Janzu

Janzu

Janzu is aquatic bodywork — gentle, fluid movement in warm water that releases physical and emotional tension and drops you into deep rest.

What to expect

Duration
One-on-one sessions of about 1 hour
Where
Tranquil lagoons and natural pools
Good for
Deep relaxation, stress, emotional release, trauma work
Swimming
Not required — you're floated and supported throughout
Practitioner
Trained in Janzu and Wata, learned by Luca from Sol Naciente

What Janzu is

Janzu is aquatic bodywork — a one-on-one practice in which a practitioner floats you in warm water and moves your body in slow, fluid arcs until your breath drops, your muscles let go, and your mind quiets. It’s a close cousin of Watsu and Wata, sitting somewhere between bodywork, meditation and therapy. Janzu originated in India, was developed in Mexico by Juan Villatoro Garza, and passed to Richard Dionne — Sol Naciente, from whom Luca learned the first-level techniques. Water does the work here: held and weightless, the body releases tension it grips without ever noticing.

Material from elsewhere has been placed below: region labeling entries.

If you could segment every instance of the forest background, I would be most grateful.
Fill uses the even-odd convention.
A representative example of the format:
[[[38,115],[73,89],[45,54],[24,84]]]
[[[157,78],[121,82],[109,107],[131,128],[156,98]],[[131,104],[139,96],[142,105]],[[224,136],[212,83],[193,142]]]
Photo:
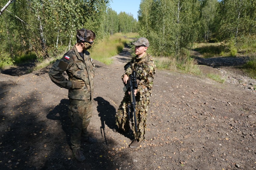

What a Janzu session is like

You wear floats and you’re supported the entire time — swimming isn’t required, and non-swimmers often settle the fastest. The practitioner cradles your head and draws you through slow figures, gentle stretches and stillness, your ears under the surface so the world goes quiet. Sessions run about an hour, one-on-one, in warm, calm water — a lagoon or a sheltered natural pool. Most people lose track of time entirely; some surface having let go of something they’d carried for years.

Who Janzu is for

Anyone carrying stress, tension or grief; anyone curious about what the body holds and how water can unlock it; anyone who simply wants the deepest rest they’ve had in a long while. Because it asks nothing of you but to be held, Janzu meets you exactly where you are — first-timers and seasoned practitioners alike. It pairs naturally with the rest of life aboard: freediving teaches the same calm relationship with breath and water, and meditation the same stillness, from another angle.